Uh, no, somehow in the beginning when we came over to this country, they uh, like my uncle used to introduce me this is Abe Pasternak, my nephew who just came over from Europe, he was in a concentration camp. And that was left. And all of a sudden, we started... My first sentence in English, really English, was this, "If you laugh, everybody laughs with you and if you cry, you cry by yourself." It never occurred to me why would anyone tell me that, that story. And it was not one individual who told me this, many of them said it. I guess uh, I went to Los Angeles, I stayed there for four weeks, but that was uh, that was not my lifestyle. I was not used to it, maybe nothing was appealing to me. Uh, I was uh, I didn't know what I really wanted. The only thing I do remember, I wanted to go in the corner and cry. Cry myself out pretty good but I wasn't able to do it either. But I managed and I uh, I was in uh, drafted, I got here in '47, 1947, and I was drafted in 1948. I went into the army late '48, I was drafted for twenty-one months. I went into the army late '48. My first basic training was in Breckenridge, Kentucky. Somehow, I found a uh, as they say, a home in the army. Then they found out that I uh, I was in a concentration camp, they turned me over to a psychologist. And he asked me about my experiences, but he didn't, he couldn't speak uh, I didn't speak English well at the time and he didn't speak Yiddish. So there was a, a frustration uh, between, uh... It was frustrated, frustration, frustrating for him and it was frustrating, I mean, for, for me.
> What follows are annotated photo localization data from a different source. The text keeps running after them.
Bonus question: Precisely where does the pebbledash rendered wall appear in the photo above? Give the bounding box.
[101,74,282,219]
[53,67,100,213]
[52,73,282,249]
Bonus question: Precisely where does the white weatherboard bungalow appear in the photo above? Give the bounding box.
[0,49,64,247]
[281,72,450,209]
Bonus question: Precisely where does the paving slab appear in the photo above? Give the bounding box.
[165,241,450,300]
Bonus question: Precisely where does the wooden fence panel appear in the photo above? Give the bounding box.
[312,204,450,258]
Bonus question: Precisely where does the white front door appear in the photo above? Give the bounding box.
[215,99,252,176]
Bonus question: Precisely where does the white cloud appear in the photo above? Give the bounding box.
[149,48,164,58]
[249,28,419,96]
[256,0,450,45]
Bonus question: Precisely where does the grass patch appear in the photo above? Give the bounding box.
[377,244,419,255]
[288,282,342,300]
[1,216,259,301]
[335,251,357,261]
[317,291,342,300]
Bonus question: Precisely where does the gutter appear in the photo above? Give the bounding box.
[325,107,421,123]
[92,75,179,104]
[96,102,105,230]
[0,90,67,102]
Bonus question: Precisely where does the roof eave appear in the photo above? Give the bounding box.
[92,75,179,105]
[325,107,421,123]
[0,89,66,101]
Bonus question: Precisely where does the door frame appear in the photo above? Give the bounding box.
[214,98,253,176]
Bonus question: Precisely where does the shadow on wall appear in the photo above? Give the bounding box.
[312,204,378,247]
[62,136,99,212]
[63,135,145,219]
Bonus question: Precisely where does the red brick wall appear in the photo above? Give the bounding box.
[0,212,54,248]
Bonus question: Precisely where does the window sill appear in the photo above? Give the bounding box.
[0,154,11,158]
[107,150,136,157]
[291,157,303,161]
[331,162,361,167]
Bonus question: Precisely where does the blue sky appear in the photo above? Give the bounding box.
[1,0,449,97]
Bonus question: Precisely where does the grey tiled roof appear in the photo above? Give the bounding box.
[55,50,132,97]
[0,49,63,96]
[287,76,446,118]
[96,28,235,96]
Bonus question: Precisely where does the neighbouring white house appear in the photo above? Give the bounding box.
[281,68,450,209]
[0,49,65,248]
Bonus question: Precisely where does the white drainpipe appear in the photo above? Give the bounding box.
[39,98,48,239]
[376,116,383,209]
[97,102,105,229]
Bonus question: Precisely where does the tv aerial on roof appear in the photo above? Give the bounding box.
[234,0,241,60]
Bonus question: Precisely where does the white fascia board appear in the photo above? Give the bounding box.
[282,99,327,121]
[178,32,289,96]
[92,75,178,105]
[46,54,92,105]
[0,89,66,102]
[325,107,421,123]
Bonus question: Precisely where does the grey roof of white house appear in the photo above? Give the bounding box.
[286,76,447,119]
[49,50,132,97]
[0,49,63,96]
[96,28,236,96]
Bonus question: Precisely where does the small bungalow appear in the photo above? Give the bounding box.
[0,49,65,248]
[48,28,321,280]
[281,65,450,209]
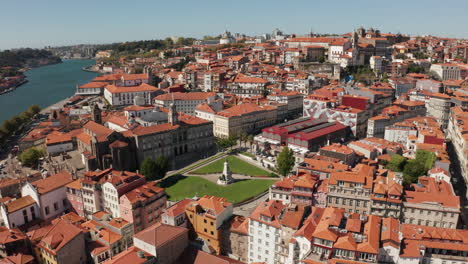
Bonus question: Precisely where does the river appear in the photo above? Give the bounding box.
[0,59,98,123]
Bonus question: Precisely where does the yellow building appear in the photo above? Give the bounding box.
[28,219,87,264]
[214,103,277,138]
[185,195,233,254]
And he picked out that much that I was a yeshiva bucher, so I was assigned and they really needed somebody who should be able to daven and conduct services, so they made me an acting Chaplain. And they took me to school and I started to pick up the language and would you believe it, in addition to my activities as an acting Chaplain, I was the TIP man, I was Troop Information Program. I had a hard time, I mean, to read that bulletin which I was supposed to talk to them about it. But having been familiar, familiar with a little bit of European history and geography and a little bit of the area, so I was able to make out and mostly at that particular time, you know, it was the Wall, the wall that the East Germans were building, so this is where I was assigned to talk about. And I managed.
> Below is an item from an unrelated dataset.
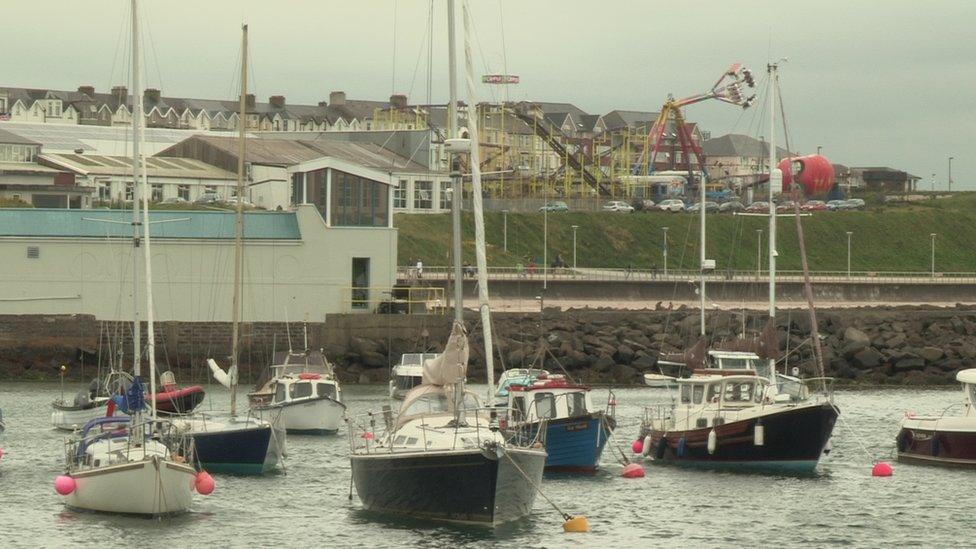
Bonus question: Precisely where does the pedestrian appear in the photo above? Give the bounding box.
[416,259,423,279]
When you were made Chaplain, after going through what you went through, did you at any time um, lose faith?
No. I was very religious in the uh, in concentration camp. In fact, while I was in Buchenwald, we had access to some paper and pencil and, you know, Jews always stick together, we wrote down the, the prayers. And I remember many Hungarians, people who were not religious at home, said to me, "Please say some prayer with me." We did. We always used to daven. After we got out of the concentration camp, that's when we started to question. While we were there, we didn't. Anybody who got a hold of a Siddur and there was, because there was a group of people from Czestochowa came and they were able to bring some tefillin and oh, to put on tefillin. They used to surround you, you know, put on to something uh, my God, that was uh, like having a loaf of bread, eating a loaf of bread.